We welcome contributions! Please see our CONTRIBUTING.md for details on how to get started.

Development Setup

git clone [https://github.com/yourusername/whisperjav.git](https://github.com/yourusername/whisperjav.git)
cd whisperjav
# Install in editable mode with development dependencies
pip install -e .[dev]
# Run tests
python -m pytest tests/

📄 License

This project is licensed under the MIT License - see the LICENSE file for details.

🙏 Acknowledgments

  • The OpenAI Whisper team for the base ASR technology.
  • The stable-ts project for enhanced timestamp features.
  • The faster-whisper project for optimized inference.
  • The JAV transcription community for their invaluable feedback and testing.

⚠️ Disclaimer

This tool is designed for creating accessibility subtitles and for use as a language-learning material. Users are solely responsible for compliance with all applicable local and international laws and regulations regarding the content they choose to process.

Prerequisites:

Tools You MUST Install First (Prerequisites)

Install these in the order listed.
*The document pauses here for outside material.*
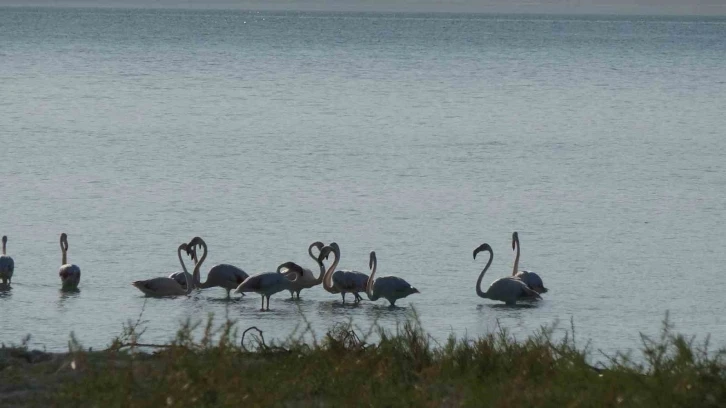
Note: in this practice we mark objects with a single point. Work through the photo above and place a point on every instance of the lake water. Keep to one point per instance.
(420, 136)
If you already have them, ensure they are up-to-date.


🎮 NVIDIA CUDA Platform (Drivers, CUDA Toolkit, cuDNN)

What you need:
Your NVIDIA Graphics Card Drivers, the CUDA Toolkit, and the cuDNN library.
All three are essential for WhisperJAV to use your GPU.

🔧 How to install:

1. NVIDIA Graphics Driver

2. CUDA Toolkit

  • Open Command Prompt (CMD) and type:
    nvidia-smi
    
  • Note the CUDA Version: (e.g., 12.3).
  • 📥 Go to: https://developer.nvidia.com/cuda-downloads
  • Select Windows, then choose a CUDA Toolkit version equal to or lower than what nvidia-smi showed.
  • Download and install it.

3. cuDNN (CUDA Deep Neural Network library)

  • 📥 Go to: https://developer.nvidia.com/cudnn
  • ⚠️ You need a free NVIDIA Developer Program account.
  • Download the cuDNN version that matches your installed CUDA Toolkit (e.g., “cuDNN v9.x.x for CUDA 12.x”).
  • Choose the “Windows (x86_64) Zip”.

Extract and Copy (Crucial!)

  • Extract the cuDNN .zip file.
  • Youll find folders: bin, include, lib
  • Copy all contents from cuDNNs bin folder into your CUDA Toolkits bin folder:
    C:\Program Files\NVIDIA GPU Computing Toolkit\CUDA\vX.Y\bin
    
  • Do the same for the include and lib folders.

📌 Restart your PC after copying cuDNN files.


🐍 Python 3.9 or Higher

Download:

Install:

  • During installation, CHECK THE BOX:
    “Add Python.exe to PATH” (on the first screen).

🧬 Git for Windows

Download:

Install:

  • The default options are usually fine.

🎞 FFmpeg (For Video & Audio Processing)

Download:

Extract & Move:

  • Extract the archive.
  • Rename the inner folder to ffmpeg.
  • Move it to:
    C:\ffmpeg
    

Add to PATH (Crucial!):

  1. Open Command Prompt as Administrator

  2. Paste and run:

    setx /M PATH "C:\ffmpeg\bin;%PATH%"
    
  3. Close and reopen all Command Prompt / PowerShell windows.

Verify:

  • Open a new regular Command Prompt and type:
    ffmpeg -version
    
  • You should see version info if installed correctly.